- Born: July 12, 1909 Edna, Texas, U.S.
- Died: July 21, 2000 (aged 91) Austin, Texas, U.S.
- Spouse: Jakoba Balt ​(m. 1936)​

Academic background
- Alma mater: Harvard University
- Influences: Sidney Bradshaw Fay

Academic work
- Institutions: University of Texas at Austin
- Main interests: Russian and Soviet history

= Oliver Henry Radkey =

American historian (1909–2000)

Oliver Henry Radkey Jr. (July 12, 1909 - July 21, 2000) was an American historian of Russian and Soviet history. He was a professor of Russian history at the University of Texas at Austin.

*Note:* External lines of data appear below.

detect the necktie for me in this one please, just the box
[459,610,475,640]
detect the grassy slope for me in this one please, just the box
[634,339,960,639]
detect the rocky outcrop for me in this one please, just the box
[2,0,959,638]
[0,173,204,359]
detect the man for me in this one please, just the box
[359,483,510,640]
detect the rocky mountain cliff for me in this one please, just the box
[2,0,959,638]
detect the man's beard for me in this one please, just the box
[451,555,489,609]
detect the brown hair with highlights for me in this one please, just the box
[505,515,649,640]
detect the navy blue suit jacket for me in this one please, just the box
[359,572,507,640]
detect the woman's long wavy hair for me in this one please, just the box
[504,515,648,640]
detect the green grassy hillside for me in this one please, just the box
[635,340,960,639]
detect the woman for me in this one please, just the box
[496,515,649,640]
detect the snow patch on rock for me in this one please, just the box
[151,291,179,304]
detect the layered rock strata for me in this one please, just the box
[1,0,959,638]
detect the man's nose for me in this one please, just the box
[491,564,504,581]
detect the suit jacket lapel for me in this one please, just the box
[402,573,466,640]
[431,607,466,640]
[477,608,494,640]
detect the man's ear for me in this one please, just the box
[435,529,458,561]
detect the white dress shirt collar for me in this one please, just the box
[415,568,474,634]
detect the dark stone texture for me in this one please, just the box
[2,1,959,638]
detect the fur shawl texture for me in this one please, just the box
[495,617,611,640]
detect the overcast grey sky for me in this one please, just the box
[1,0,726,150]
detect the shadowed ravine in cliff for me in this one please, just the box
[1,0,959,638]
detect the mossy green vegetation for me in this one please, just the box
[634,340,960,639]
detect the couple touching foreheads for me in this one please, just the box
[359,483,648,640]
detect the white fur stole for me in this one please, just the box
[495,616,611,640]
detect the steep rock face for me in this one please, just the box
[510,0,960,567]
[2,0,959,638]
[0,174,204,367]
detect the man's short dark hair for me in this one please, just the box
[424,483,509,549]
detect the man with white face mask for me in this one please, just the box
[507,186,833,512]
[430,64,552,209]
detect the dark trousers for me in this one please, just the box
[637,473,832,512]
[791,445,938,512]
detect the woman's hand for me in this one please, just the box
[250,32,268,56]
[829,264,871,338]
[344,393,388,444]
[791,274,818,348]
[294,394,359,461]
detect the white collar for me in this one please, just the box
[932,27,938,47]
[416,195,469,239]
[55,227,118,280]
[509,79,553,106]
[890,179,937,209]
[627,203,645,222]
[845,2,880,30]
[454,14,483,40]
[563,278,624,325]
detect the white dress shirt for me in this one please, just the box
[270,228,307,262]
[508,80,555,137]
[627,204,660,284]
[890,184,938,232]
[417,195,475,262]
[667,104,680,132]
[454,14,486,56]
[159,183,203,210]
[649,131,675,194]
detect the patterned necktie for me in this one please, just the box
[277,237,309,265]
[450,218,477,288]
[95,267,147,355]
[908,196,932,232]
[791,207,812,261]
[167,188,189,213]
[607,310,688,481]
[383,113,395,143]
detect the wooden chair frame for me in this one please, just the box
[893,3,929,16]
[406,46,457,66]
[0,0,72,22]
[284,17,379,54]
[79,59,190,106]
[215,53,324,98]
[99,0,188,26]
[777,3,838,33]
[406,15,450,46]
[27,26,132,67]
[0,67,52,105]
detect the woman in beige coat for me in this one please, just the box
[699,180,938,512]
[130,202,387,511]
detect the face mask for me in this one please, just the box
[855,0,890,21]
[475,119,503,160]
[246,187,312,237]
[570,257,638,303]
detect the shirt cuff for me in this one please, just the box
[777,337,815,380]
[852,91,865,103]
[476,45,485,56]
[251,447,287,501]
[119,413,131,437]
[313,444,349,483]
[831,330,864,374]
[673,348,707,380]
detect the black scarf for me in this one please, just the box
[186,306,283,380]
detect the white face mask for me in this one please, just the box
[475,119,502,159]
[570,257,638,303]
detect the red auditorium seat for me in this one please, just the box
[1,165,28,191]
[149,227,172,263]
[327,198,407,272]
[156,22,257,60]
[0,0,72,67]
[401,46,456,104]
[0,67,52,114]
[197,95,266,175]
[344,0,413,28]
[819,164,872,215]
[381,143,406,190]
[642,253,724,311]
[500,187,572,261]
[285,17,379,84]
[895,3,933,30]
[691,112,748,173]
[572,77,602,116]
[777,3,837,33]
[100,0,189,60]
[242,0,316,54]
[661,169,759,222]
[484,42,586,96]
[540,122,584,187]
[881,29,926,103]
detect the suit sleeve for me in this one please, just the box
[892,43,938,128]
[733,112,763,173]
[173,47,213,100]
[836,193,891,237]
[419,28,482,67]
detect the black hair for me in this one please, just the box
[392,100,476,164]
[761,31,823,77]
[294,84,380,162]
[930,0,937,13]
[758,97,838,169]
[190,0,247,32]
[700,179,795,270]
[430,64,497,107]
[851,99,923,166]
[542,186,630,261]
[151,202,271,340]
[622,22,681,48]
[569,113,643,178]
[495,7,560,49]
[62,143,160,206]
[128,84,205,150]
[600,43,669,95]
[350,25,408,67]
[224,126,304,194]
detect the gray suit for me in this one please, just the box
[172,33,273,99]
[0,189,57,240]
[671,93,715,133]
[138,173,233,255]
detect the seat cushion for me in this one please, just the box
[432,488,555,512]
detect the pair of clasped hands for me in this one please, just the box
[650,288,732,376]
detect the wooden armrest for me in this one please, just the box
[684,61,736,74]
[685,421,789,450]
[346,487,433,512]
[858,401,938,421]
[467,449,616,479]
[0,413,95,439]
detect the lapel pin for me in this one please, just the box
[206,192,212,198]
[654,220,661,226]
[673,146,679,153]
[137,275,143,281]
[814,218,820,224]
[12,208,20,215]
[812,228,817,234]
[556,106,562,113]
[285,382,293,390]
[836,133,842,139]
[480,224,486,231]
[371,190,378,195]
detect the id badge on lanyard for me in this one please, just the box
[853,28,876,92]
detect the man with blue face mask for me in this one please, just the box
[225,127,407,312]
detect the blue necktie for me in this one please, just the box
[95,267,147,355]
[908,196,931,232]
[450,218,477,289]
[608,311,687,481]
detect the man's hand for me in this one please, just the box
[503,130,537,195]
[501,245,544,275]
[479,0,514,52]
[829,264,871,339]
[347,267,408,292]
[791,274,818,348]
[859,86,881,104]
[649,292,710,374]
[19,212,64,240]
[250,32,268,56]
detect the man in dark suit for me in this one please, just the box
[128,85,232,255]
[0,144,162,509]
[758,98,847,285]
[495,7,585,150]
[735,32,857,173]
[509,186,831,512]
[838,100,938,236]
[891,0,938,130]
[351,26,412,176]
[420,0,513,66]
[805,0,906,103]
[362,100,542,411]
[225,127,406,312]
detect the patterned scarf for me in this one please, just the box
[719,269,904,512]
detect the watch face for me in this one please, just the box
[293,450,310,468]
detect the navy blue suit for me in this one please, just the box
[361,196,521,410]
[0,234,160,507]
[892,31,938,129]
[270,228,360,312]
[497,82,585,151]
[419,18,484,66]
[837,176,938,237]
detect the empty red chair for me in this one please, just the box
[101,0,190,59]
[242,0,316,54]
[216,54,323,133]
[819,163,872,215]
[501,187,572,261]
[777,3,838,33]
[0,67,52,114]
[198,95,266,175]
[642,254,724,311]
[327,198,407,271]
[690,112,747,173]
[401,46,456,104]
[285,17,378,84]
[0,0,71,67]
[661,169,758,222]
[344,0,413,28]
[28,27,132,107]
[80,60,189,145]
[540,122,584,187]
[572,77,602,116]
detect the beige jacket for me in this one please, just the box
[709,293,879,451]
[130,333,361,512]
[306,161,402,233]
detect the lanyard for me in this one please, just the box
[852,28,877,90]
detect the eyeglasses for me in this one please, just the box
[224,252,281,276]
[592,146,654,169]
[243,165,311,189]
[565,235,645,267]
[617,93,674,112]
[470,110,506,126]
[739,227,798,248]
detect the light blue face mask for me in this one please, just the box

Radkey received his degree from the University of Texas. Later he attended Harvard University, where he was influenced by Sidney Bradshaw Fay. Radkey went on a traveling fellowship through Central Europe and Russia until he returned to the United States aboard the SS Normandie. He married Jakoba Balt in 1936. He studied at Stanford University and taught at the University of Cincinnati before moving to the University of Texas.

==Works==
- The Election to the Russian Constituent Assembly of 1917. Harvard University Press, 1950.
- The Agrarian Foes of Bolshevism: Promise and Default of the Russian Socialist Revolutionaries, February to October 1917. 1958. (Radkey's doctoral dissertation)
- The Sickle Under the Hammer: The Russian Socialist Revolutionaries in the Early Months of Soviet Rule. Columbia University Press, 1964.
- The Unknown Civil War in Soviet Russia: A Study of the Green Movement in the Tambov Region 1920-1921. Stanford Hoover Press, 1976.
- Russia Goes to the Polls: The Election to the All-Russian Constituent Assembly, 1917. Cornell University Press, 1989.